All of Thunderbolt and Lightfoot's original marketing materials are focused on Thunderbolt's giant cannon, even this one which doesn't contain the cannon at all, but a regular handgun with an oddly lengthy silencer. The one-disc release arrives inside a standard Viva Elite Blu-Ray case, and there is a four-page booklet with liner notes by Julie Kirgo.
The Video and Audio
I saw Thunderbolt and Lightfoot for the first time on 35mm a couple of years ago. The print had the usual faded colors and scratches from years of use. I also just watched Twilight Time's The Blue Max, which looked good but was plagued by modern "teal and orange" revisionist color timing. Thus, it is incredibly satisfying to watch Thunderbolt and Lightfoot on Twilight Time's 2.35:1 1080p AVC transfer and see a film that has been properly revitalized. Reds, blues, and greens have a wonderfully accurate, natural vibrancy that just shaves the years off the movie. Detail is very good, bringing out subtleties that were undoubtedly lost on MGM's aged DVD, released just shy of 15 years ago. Whites may crush a little in sunlight, edges can show some color fringing, and in some shots, the image appears just a tiny bit washed out, but it doesn't appear to be the transfer so much as the original source materials. The textural appearance of the image, with its soft, film-like edges and noticeable grain, will remind viewers (in a natural way) that this is an old movie, but other than that, Thunderbolt and Lightfoot looks almost new.

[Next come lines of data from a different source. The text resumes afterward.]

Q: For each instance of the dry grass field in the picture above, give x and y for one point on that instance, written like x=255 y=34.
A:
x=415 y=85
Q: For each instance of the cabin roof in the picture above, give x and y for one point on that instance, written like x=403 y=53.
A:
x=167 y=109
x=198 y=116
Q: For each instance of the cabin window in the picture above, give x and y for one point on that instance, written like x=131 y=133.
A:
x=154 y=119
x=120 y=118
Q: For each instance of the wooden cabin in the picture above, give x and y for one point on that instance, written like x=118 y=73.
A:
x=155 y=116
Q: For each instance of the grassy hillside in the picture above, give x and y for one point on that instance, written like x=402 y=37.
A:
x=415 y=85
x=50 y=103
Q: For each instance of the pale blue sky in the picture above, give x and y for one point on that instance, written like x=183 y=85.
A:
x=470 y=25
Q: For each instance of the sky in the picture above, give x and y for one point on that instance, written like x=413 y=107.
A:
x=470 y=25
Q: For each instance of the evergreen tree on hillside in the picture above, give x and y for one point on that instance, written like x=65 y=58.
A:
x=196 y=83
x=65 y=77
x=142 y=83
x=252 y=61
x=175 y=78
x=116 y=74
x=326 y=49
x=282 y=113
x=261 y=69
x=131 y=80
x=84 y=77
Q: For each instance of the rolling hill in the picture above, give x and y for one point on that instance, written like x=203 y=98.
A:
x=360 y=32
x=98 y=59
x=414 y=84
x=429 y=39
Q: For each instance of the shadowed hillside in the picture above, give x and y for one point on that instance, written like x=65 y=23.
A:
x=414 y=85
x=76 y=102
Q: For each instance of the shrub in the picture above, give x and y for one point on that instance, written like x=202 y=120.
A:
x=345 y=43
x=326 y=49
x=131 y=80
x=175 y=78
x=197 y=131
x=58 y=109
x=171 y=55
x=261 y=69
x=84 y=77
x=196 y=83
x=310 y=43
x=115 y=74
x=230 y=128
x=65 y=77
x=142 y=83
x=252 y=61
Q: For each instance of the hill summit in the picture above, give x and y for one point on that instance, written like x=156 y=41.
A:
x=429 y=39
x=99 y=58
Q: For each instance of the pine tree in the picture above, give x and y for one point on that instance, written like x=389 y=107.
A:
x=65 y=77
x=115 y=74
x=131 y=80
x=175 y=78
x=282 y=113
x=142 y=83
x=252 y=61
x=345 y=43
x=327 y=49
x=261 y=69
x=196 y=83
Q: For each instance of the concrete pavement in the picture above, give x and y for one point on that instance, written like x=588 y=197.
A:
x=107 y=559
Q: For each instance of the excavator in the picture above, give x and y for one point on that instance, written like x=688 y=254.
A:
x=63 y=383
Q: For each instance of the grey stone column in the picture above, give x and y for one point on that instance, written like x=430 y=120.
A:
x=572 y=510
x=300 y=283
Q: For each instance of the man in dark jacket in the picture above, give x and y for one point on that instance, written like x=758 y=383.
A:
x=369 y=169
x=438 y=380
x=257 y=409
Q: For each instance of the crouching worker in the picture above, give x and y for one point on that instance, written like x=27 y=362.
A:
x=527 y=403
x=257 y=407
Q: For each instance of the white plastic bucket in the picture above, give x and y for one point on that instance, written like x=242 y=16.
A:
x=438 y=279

Audio is a DTS-HD 1.0 Master Audio track, reflecting the film's original theatrical sound mix. For a mono track, this is has a shocking amount of directionality and depth, even if, like the picture, the age shows through the track's slight muffle and distortion. Music and effects are nicely rendered. Bass is non-existent, though. English captions for the deaf and hard of hearing are also included.

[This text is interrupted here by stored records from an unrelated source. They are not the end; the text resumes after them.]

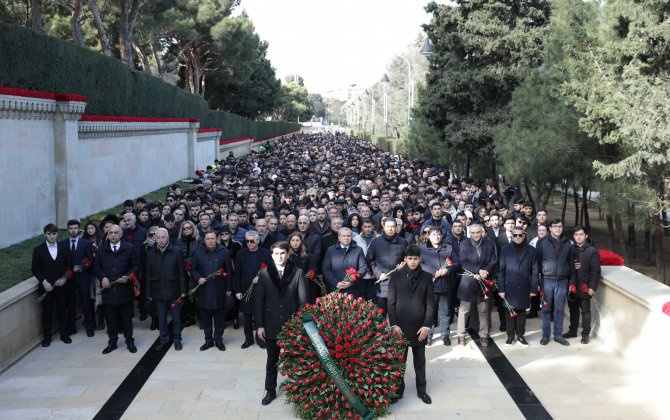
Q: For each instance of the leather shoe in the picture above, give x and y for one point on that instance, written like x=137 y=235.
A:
x=270 y=396
x=110 y=348
x=162 y=347
x=425 y=398
x=562 y=341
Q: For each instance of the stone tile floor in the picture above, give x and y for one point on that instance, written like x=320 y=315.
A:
x=74 y=381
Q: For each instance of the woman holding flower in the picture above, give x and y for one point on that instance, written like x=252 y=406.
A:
x=440 y=261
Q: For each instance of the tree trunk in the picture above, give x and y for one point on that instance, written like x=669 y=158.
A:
x=611 y=241
x=75 y=25
x=143 y=58
x=159 y=65
x=575 y=197
x=36 y=10
x=129 y=10
x=622 y=237
x=658 y=241
x=585 y=208
x=100 y=27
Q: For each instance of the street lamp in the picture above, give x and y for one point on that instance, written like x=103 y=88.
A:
x=385 y=82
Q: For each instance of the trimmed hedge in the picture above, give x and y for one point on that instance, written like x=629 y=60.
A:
x=29 y=60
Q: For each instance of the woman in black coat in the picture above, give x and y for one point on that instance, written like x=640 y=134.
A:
x=434 y=254
x=478 y=256
x=214 y=291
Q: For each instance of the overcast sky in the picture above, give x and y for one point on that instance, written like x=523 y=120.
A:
x=335 y=43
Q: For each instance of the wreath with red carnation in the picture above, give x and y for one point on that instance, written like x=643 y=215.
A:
x=363 y=347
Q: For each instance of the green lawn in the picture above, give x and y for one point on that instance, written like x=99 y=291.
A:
x=15 y=260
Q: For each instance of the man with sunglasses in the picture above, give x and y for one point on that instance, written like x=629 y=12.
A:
x=517 y=282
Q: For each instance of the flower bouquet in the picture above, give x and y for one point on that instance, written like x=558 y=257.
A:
x=247 y=294
x=341 y=359
x=219 y=273
x=447 y=263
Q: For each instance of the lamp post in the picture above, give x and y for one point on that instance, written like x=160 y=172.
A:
x=385 y=82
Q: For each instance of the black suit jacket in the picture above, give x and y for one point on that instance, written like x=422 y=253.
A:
x=411 y=304
x=278 y=299
x=46 y=268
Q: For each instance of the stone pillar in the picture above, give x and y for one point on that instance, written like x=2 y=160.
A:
x=66 y=157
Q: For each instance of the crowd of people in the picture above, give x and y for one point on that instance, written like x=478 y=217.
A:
x=253 y=238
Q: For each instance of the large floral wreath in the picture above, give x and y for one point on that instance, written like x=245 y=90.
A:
x=369 y=357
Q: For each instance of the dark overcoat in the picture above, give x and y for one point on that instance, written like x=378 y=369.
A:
x=278 y=299
x=518 y=274
x=411 y=302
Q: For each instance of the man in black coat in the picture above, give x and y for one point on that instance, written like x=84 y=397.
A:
x=81 y=260
x=517 y=282
x=49 y=266
x=166 y=287
x=385 y=253
x=410 y=308
x=214 y=290
x=116 y=265
x=587 y=277
x=281 y=291
x=478 y=256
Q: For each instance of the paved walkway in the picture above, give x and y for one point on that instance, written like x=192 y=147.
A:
x=76 y=380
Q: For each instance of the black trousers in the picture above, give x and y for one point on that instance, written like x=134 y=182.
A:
x=216 y=315
x=271 y=365
x=419 y=355
x=576 y=306
x=516 y=325
x=82 y=290
x=58 y=298
x=119 y=317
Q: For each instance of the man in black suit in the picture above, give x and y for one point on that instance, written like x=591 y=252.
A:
x=410 y=308
x=281 y=291
x=115 y=265
x=49 y=266
x=81 y=260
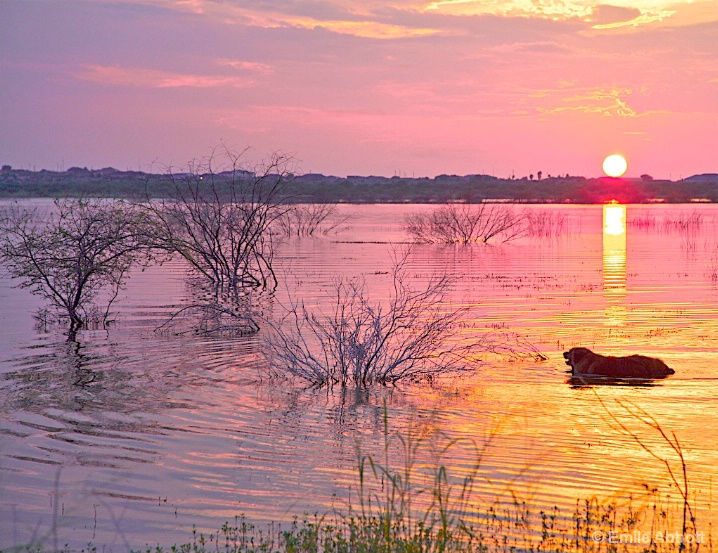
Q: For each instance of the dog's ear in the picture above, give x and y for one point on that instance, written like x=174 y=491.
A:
x=579 y=353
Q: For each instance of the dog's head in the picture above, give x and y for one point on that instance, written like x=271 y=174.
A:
x=574 y=355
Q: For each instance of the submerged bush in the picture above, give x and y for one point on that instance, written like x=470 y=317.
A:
x=466 y=224
x=360 y=342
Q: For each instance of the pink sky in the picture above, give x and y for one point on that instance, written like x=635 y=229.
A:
x=385 y=87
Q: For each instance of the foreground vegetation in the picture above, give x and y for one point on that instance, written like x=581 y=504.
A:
x=407 y=499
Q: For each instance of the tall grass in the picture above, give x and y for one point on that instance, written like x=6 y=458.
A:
x=406 y=500
x=404 y=504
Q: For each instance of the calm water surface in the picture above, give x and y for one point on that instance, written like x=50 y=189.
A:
x=132 y=437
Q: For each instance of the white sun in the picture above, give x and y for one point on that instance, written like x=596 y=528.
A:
x=615 y=165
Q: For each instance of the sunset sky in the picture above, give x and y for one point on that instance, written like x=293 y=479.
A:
x=360 y=87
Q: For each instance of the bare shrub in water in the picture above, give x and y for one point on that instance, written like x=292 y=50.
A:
x=68 y=257
x=308 y=219
x=219 y=219
x=362 y=343
x=466 y=224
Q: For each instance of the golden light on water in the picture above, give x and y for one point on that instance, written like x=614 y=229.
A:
x=615 y=165
x=614 y=263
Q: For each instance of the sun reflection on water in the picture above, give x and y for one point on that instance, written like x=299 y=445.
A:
x=614 y=263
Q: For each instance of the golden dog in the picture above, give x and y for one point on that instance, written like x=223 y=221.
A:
x=584 y=362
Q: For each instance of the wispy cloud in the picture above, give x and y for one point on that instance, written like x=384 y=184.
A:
x=612 y=102
x=151 y=78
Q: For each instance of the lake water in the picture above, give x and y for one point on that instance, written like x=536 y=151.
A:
x=132 y=437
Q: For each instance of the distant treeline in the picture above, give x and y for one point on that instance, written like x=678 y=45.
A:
x=317 y=188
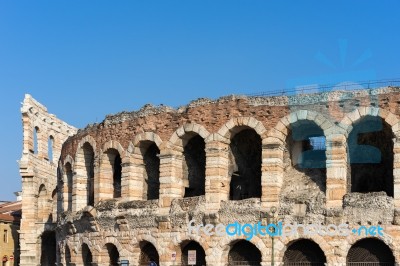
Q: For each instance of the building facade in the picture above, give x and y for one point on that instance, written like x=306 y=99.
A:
x=137 y=186
x=10 y=215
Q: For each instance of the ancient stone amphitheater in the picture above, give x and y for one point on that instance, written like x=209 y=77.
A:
x=125 y=189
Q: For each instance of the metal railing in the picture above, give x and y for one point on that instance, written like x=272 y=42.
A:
x=244 y=263
x=370 y=264
x=304 y=264
x=363 y=85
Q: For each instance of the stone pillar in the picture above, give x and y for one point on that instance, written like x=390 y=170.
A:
x=336 y=170
x=272 y=172
x=104 y=182
x=132 y=177
x=28 y=231
x=79 y=187
x=171 y=186
x=217 y=178
x=396 y=180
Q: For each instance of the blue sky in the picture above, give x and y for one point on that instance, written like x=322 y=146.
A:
x=86 y=59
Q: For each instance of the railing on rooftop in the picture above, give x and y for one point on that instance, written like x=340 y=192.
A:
x=363 y=85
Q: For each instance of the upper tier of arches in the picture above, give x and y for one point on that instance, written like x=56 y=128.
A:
x=242 y=159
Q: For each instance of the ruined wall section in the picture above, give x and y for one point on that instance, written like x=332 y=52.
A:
x=298 y=195
x=38 y=169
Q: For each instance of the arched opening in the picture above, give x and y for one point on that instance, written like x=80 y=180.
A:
x=151 y=161
x=42 y=209
x=370 y=147
x=244 y=253
x=48 y=249
x=191 y=247
x=67 y=256
x=88 y=155
x=69 y=176
x=194 y=166
x=371 y=251
x=87 y=258
x=304 y=162
x=305 y=252
x=113 y=254
x=245 y=165
x=35 y=140
x=148 y=253
x=115 y=163
x=50 y=144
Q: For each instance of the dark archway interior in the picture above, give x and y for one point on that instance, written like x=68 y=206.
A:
x=194 y=166
x=306 y=148
x=68 y=171
x=370 y=148
x=304 y=251
x=148 y=253
x=67 y=255
x=88 y=154
x=371 y=250
x=48 y=252
x=244 y=253
x=200 y=254
x=113 y=254
x=87 y=258
x=152 y=170
x=245 y=165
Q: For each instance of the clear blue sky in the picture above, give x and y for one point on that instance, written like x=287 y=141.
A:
x=86 y=59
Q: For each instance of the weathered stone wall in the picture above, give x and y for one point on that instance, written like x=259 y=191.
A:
x=314 y=195
x=39 y=176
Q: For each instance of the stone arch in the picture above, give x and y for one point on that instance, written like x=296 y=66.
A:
x=110 y=177
x=43 y=204
x=86 y=257
x=68 y=176
x=85 y=159
x=48 y=254
x=243 y=139
x=145 y=160
x=69 y=159
x=391 y=180
x=145 y=136
x=234 y=125
x=113 y=144
x=352 y=117
x=148 y=253
x=227 y=243
x=103 y=254
x=187 y=140
x=306 y=251
x=123 y=249
x=360 y=251
x=185 y=245
x=280 y=131
x=275 y=150
x=178 y=139
x=282 y=245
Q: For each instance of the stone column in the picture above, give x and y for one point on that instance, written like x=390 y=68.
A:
x=79 y=187
x=272 y=172
x=171 y=186
x=28 y=231
x=104 y=182
x=132 y=177
x=396 y=180
x=217 y=178
x=336 y=170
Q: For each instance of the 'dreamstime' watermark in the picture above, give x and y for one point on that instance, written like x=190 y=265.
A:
x=281 y=230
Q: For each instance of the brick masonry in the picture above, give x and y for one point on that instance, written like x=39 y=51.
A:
x=131 y=220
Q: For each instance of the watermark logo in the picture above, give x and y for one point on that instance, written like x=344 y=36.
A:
x=281 y=230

Two extras are included on the disc. If you're a Twilight Time fan, no guesses what they are. The first is an audio commentary by TT's Nick Redman, Julie Kirgo, and Hollywood screenwriter Lem Dobbs. Much like their commentary for Khartoum, this is a reasonably strong chat that strongly focuses on the subtext of Thunderbolt and Lightfoot. My only complaint about the track is the same as my complaint about the other (if not as pervasive): the participants are so friendly with one another that they're willing to indulge each other's tangents. If a particular passage of the track isn't interesting, it may go on for five to ten minutes, giving the listening experience some distinct peaks and valleys. The disc's only other extra is the film's isolated score, which, unlike the film, is presented in DTS-HD 2.0 Master Audio. An original theatrical trailer and the Twilight Time menu catalogue are also included.

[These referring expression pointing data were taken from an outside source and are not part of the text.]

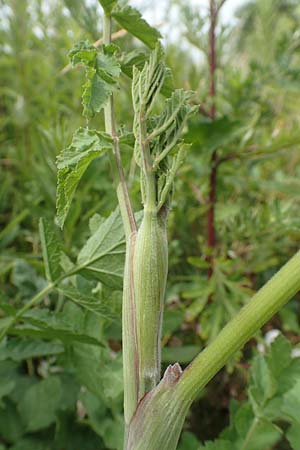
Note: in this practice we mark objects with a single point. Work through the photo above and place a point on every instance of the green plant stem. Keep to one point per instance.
(115, 158)
(265, 303)
(129, 333)
(160, 415)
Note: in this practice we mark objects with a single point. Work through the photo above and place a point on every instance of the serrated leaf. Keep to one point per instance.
(51, 249)
(73, 161)
(108, 5)
(88, 301)
(293, 436)
(47, 325)
(131, 20)
(291, 403)
(19, 349)
(102, 257)
(102, 71)
(40, 402)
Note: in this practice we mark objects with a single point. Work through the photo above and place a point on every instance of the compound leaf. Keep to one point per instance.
(131, 20)
(102, 70)
(102, 257)
(73, 162)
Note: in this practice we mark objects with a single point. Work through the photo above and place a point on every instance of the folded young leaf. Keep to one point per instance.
(131, 19)
(102, 71)
(73, 161)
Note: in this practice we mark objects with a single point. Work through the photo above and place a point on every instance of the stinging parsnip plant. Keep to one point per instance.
(154, 408)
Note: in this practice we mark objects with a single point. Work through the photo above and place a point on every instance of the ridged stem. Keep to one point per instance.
(261, 308)
(160, 415)
(130, 351)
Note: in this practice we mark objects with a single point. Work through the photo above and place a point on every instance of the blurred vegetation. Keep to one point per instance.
(52, 395)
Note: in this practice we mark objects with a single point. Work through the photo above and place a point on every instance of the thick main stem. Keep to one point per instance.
(261, 308)
(160, 415)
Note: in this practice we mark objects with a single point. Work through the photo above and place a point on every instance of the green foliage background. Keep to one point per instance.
(60, 367)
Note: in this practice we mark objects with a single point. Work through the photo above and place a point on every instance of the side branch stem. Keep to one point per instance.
(265, 303)
(115, 158)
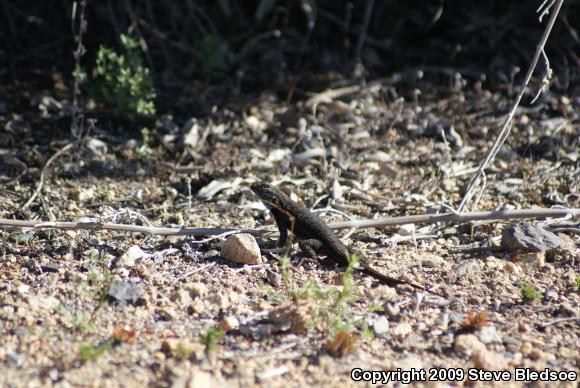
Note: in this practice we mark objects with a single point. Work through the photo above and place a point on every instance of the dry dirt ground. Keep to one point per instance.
(188, 317)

The first time I saw Thunderbolt and Lightfoot many of its details were lost on me. I was expecting a traditional heist film, or perhaps a traditional Clint Eastwood film, but Cimino's film has a fascinating tenderness and an interest in characters, even the little ones. It's funnier than I remembered, and expertly put together for a debut feature. Twilight Time's Blu-Ray looks absolutely gorgeous, undoubtedly a steep upgrade from the long out-of-print DVD that used to fetch around $70 on the used market. For fans of the film, paying less for a much improved presentation of this little gem should be a no-brainer. Highly recommended.